The reviewers have discussed the reviews with one another and the Reviewing Editor has drafted this decision to help you prepare a revised submission.
Summary:
The manuscript by Parker et al. convincingly demonstrates that the proteins required for metazoan origin licensing can phase separate in vitro in a DNA-dependent manner and when present together they phase separate into the same droplets. Interestingly, the Mcm2-7 helicase that drives all DNA unwinding at eukaryotic replication forks can only partition into the so formed droplets if all three of the other proteins required for origin licensing are present. This implies that droplet formation is important for Mcm2-7 recruitment. In addition, the authors observe Orc1 foci in vivo which depends on the protein's disordered region as does phase separation in vitro, thus connecting their biochemical studies with physiology. The authors also identify intrinsic-disordered regions required for this phase separation and find that they have a shared composition. Interestingly, the authors find that cyclin-dependent kinase activation negatively regulates phase separation in vitro Even though the in vivo data is sparse, the in vitro experiments carried out are very convincing and the manuscript is well written. Taken together, the authors shows, for the first time, that phase separation plays a role in DNA replication which can explain some previously made observations. This constitutes a new aspect of DNA replication and integrates well with current knowledge.
Essential revisions:
1) Throughout the in vitro experiments, a 60 bp dsDNA is used. The authors should explain why they picked this sequence specifically and include additional experiments showing whether the sequence or length of the added DNA impacts phase separation by ORC, Cdc6 or Cdt1. Whether sequence is important or not, the authors should discuss the implications of these findings with regard to their model.

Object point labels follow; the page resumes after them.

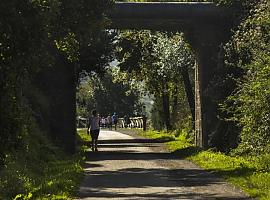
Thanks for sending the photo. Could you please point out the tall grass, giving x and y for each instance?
(40, 170)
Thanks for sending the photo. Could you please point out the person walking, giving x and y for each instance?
(109, 121)
(93, 129)
(114, 120)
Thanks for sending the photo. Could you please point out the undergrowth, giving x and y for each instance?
(250, 173)
(40, 170)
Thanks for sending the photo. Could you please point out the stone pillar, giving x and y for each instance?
(198, 111)
(205, 41)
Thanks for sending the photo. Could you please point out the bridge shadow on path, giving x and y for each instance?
(145, 175)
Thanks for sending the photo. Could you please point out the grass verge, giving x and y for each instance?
(250, 173)
(42, 170)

2) The authors claim that Orc1 association with chormatin was fully abolished when its IDR is deleted. However, the images shown suggest a residual, albeit weaker, binding during telophase. Which images have been used to generate Figure 5I? Anaphase images? Is the result the same when telophase images are used?
3) In the Discussion, the authors state "The present work establishes […] that DNA replication […] is regulated by macromolecular phase separation." While the authors show that ORC localization is altered by the IDR, while likely, more experiments would be necessary to demonstrate that DNA replication as a whole is regulated. The authors should tone this statement down or provide more evidence to support this conclusion.
Other points:
1) The authors provide an appropriately nuanced discussion of the meaning of chromatin association of ORC versus the DNA binding required for helicase loading. One suggestion to improve this discussion (and that will be interesting to explore experimentally in the future) is the role of naked versus nucleosomal DNA in driving these phase transitions. Metazoan ORC is thought to localize to nucleosome-depleted DNA and, if naked DNA versus nucleosomal DNA has different abilities to drive phase transitions, it seems possible that the authors' observations might help to explain a preference for non-nucleosomal DNA for ORC DNA binding.

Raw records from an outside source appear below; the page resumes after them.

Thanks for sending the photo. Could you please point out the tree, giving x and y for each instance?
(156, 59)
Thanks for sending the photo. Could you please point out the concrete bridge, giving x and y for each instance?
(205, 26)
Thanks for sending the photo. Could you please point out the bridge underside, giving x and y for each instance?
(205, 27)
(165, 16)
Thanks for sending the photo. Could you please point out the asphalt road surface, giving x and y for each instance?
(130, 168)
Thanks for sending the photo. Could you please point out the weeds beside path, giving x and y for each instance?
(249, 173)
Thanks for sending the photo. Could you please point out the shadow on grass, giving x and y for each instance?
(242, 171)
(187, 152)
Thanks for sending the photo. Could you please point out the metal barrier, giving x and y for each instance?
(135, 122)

2) Could these same LLPS possibly be used for the entire DNA replication process? Or do the authors have reason to believe that they exist only in G1, or only for the origin licensing process?
3) The Mcm10 protein appears to travel with forks, and although not noted to this reviewer's knowledge, it appears to have what appears to be long disordered regions that border both sides the central globular DNA binding region. This factor is essential to replication from yeast to human. Perhaps this is one factor that may participate in LLPS, possibly with this same LLPS for PreRC formation, enabling replication foci often visualized by PCNA staining in cells. Perhaps the authors would like to comment on possible extension of the PreRC LLPS to possible replication within this particle?
4) Phosphorylation inhibits phase separation of ORC especially. Yeast also control ORC function by CDK phosphorylation, but one might assume this is a distinct process since phase separation doesn't apparently occur in budding yeast. A brief comment on this different mechanism but related use of CDK to inhibit ORC function would be helpful for general readership.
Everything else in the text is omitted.